- 1899 photo of Samuel Cook Edsall with his signature
- Church: Episcopal Church
- Diocese: Minnesota
- Elected: June 6, 1901
- In office: 1901–1917
- Predecessor: Henry Benjamin Whipple
- Successor: Frank Arthur McElwain
- Previous post: Bishop of North Dakota (1899-1901)

Orders
- Ordination: June 2, 1889 by William Edward McLaren
- Consecration: January 25, 1899 by William Edward McLaren

Personal details
- Born: February 15, 1860 Dixon, Illinois, United States
- Died: February 17, 1917 (aged 57) Rochester, Minnesota, United States
- Buried: Oakwood Cemetery, Dixon
- Denomination: Anglican
- Parents: James K. Edsall & Caroline Florella More
- Spouse: Grace Harmon ​(m. 1883)​
- Alma mater: Racine College

= Samuel Cook Edsall =

American lawyer

Samuel Cook Edsall (February 15, 1860 – February 17, 1917) was a bishop of North Dakota and Minnesota in The Episcopal Church.

==Biography==
The son of James K. Edsall, Illinois Attorney General, and Caroline Florella More, Edsall graduated from Racine College, and after admission to the bar in 1882, initially followed his father's career, practicing law in Chicago.

However, Edsall became increasingly drawn to spiritual matters. He attended Western Theological Seminary, was ordained deacon on December 23, 1888, and priest on June 2, 1889, by Bishop William Edward McLaren. He served as rector of St. Peter's church in Chicago for a decade.
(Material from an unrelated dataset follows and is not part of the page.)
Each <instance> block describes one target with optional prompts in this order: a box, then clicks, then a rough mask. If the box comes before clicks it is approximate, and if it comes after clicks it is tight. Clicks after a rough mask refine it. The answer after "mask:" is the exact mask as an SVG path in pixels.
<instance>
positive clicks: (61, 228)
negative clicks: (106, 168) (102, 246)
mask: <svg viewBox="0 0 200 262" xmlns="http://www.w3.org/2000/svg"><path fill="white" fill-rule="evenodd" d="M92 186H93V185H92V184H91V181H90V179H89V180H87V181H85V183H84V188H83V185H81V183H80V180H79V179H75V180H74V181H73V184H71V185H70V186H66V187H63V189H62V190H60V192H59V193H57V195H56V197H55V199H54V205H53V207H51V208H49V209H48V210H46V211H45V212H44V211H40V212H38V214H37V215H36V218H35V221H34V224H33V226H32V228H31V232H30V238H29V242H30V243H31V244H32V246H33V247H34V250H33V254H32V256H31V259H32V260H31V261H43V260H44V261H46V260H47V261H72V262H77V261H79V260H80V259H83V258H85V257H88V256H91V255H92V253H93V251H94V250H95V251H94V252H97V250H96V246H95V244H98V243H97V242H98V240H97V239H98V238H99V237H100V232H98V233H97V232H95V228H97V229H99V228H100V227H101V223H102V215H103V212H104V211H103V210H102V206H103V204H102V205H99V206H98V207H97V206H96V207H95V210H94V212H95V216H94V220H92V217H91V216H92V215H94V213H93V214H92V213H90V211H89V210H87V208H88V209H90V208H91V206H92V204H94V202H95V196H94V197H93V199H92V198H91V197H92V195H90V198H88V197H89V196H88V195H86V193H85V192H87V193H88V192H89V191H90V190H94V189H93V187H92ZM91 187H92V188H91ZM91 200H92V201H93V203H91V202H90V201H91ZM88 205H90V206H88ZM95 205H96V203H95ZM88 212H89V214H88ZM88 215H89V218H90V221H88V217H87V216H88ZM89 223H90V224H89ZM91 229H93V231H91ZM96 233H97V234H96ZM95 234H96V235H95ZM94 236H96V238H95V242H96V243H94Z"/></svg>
The 1898 General Convention chose Edsall as the Missionary Bishop of North Dakota and he was consecrated in Chicago on January 25, 1899.

On June 6, 1901, he was elected Coadjutor Bishop of Minnesota, and upon the death of bishop Henry Whipple, he succeeded as diocesan. He was installed on October 3, 1901. He then moved to Minneapolis and made it the new headquarters of the Diocese of Minnesota. He served 16 years, dying in office and succeeded by his suffragan, Frank McElwain.